Admitindo-se que a culpabilidade é um juízo de reprovação e assentado que somente pode ser responsabilizado o sujeito pela prática de um fato ilícito quando poderia ter agido em conformidade com a norma penal, a imputação exige que o agente seja capaz de compreender a ilicitude de sua conduta e de agir de acordo com esse entendimento. Essa capacidade só existe quando tiver ele uma estrutura psíquica suficiente para querer e entender, de modo que a lei considera inimputável quem não a tem. A imputabilidade é aptidão para ser culpável, pressuposto ou elemento da culpabilidade; imputável é aquele que tem capacidade de entender o caráter ilícito do fato e de determinar-se de acordo com esse entendimento (…).

Destaca-se que a legislação penal também aponta casos de semiimputabilidade, conforme ensina Carvalho (2015, p. 499). 

Ainda dispõe o autor (2015, p. 499, 500) que o sistema jurídico penal brasileiro apresenta hipóteses diversas como respostas jurídicas aos agentes que praticam condutas ilícitas, elencando quatro hipóteses existentes, sendo elas: a) aplicação de pena ao agente considerando imputável; b) aplicação de uma pena reduzida ou ainda aplicação de medida de segurança ao semiimputável; c) a terceira hipótese trata-se da aplicação de medida de segurança ao inimputável psíquico; d) e por último, aplicação da medida socioeducativa ao inimputável etário, ou seja, ao menor infrator.

Teoria do Crime

A teoria do crime é o estudo das condutas criminosas, do ponto de visto jurídico, o qual abrange o aspecto da responsabilidade pela violação da norma penal incriminadora. 

No entanto, para se chegar a um conceito, sob o aspecto jurídico, leciona Brandão (2010, p. 125) que: “podemos fazê-lo dando ênfase ao preceito ou ao conteúdo da norma”. 

Porquanto seu conceito se divide em material e formal, respectivamente. Ainda segundo o autor (2010, p.125), a definição material de crime se estabelece pela violação ou pela exposição a perigo dos bens jurídicos tutelados pelo Direito Penal. Quanto ao seu conceito formal, o ordenamento jurídico brasileiro o estabeleceu na Lei de Introdução ao Código Penal (BRASIL, 1941), em seu artigo 1º.

Art. 1º – Considera-se crime a infração penal que a lei comina pena de reclusão ou de detenção, quer isoladamente, quer alternativa ou cumulativamente com a pena de multa; contravenção, a infração penal a que a lei comina, isoladamente, pena de prisão simples ou de multa, ou ambas, alternativa ou cumulativamente.

Neste contexto, a doutrina majoritária estabelece três elementos gerais, os quais compõe a definição de crime, são eles: a tipicidade, antijuricidade e a culpabilidade. Destaca-se o último elemento, o qual se relaciona com a inimputabilidade, em especial quando incidem os casos de insanidade mental, objeto de estudo do presente trabalho.

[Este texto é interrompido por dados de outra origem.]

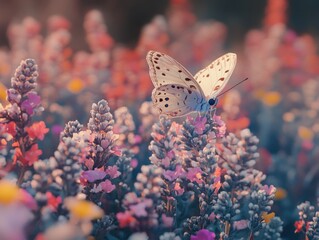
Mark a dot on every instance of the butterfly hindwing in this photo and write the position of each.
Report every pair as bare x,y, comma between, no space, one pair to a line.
175,100
165,70
215,76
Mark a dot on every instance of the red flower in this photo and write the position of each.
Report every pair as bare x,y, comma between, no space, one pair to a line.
299,225
37,130
29,157
53,201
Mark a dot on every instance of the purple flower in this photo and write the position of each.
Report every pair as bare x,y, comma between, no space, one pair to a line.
195,175
112,171
204,234
32,101
139,209
172,175
269,189
241,224
93,175
107,186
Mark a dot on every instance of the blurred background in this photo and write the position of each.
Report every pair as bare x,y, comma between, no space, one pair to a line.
88,50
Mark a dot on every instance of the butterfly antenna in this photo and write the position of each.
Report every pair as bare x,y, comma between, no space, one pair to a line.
232,87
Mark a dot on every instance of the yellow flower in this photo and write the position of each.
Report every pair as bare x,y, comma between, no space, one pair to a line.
83,209
305,133
280,194
271,98
75,85
268,216
9,192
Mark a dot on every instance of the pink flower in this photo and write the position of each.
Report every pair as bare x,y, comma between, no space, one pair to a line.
125,219
167,221
107,186
269,189
204,234
178,189
172,175
221,126
31,103
241,224
195,175
93,175
116,150
139,210
29,157
199,124
112,171
53,201
37,130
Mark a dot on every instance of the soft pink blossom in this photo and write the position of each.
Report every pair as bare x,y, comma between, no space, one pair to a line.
204,234
167,221
112,171
139,210
107,186
269,189
195,175
93,175
241,224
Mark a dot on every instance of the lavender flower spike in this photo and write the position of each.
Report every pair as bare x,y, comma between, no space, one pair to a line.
25,77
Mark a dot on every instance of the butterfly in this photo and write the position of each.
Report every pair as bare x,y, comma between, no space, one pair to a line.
177,92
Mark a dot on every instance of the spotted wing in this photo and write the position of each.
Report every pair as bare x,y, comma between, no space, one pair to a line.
176,100
215,76
165,70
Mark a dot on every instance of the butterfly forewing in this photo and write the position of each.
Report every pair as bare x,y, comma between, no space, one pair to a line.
215,76
176,100
165,70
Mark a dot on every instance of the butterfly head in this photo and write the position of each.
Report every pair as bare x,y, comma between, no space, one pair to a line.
213,102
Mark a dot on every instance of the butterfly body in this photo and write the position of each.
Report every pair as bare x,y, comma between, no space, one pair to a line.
177,92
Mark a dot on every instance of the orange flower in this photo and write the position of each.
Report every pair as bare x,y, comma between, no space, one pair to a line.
29,157
53,201
125,219
37,130
299,225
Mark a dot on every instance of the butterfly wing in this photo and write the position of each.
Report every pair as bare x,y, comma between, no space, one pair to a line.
165,70
176,100
215,76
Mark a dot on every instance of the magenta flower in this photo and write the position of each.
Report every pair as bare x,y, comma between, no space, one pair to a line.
269,189
112,171
241,224
195,175
31,102
139,209
107,186
93,175
221,126
199,124
173,175
204,234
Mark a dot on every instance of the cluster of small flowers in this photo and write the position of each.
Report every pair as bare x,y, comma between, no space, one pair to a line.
200,184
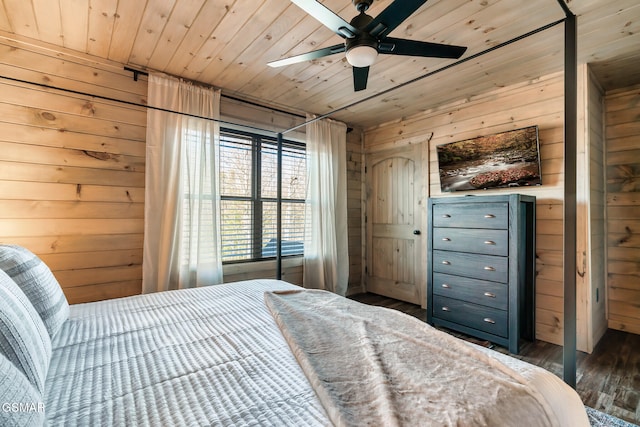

Frisa-se que os dois primeiros elementos que compõe o crime, segundo Brandão (2010, p. 125), trata-se de juízos sobre a ação humana. No entanto, para que o crime exista, além da tipicidade e da antijuridicidade, também é necessário que se faça um juízo sobre o agente, juízo esse que corresponde à culpabilidade.

Esse modelo teórico adotado no Brasil assemelha-se ao modelo adotado pela doutrina alemã.

Correntes doutrinárias no direito brasileiro que definem o crime

No que se refere ao conceito analítico de crime, ou seja, a análise dos elementos que o compõe, existem divergência doutrinária, com várias vertentes diferentes. 

A principal corrente, e a que prevalece no direito brasileiro, é a tripartida do delito, a qual define o crime como uma ação típica, antijurídica e culpável, compreendida como um todo, mas com análise distinta de cada elemento. Existem outras correntes, como a bipartida e quadripartida. 

A primeira denomina o crime como um fato típico e culpável, neste caso, o elemento da antijuridicidade está englobado na tipicidade. A segunda o conceitua como um fato típico, antijurídico, culpável e punível. Interessante, nesse último caso, o elemento da punibilidade compondo o crime, eis que, segundo essa corrente, não havendo a possibilidade de se punir o agente, não há que se falar em crime. 

Há ainda a corrente tripartida causalista que define o crime com um fato típico, antijurídico e culpável, diferenciando-se da tripartida, teoricamente finalista, por divergirem quanto ao elemento subjetivo do crime, qual seja, o dolo e a culpa. Isto pois, na corrente tripartida causalista o elemento subjetivo está inserido na culpabilidade, enquanto na outra ele está inserido no elemento da tipicidade. 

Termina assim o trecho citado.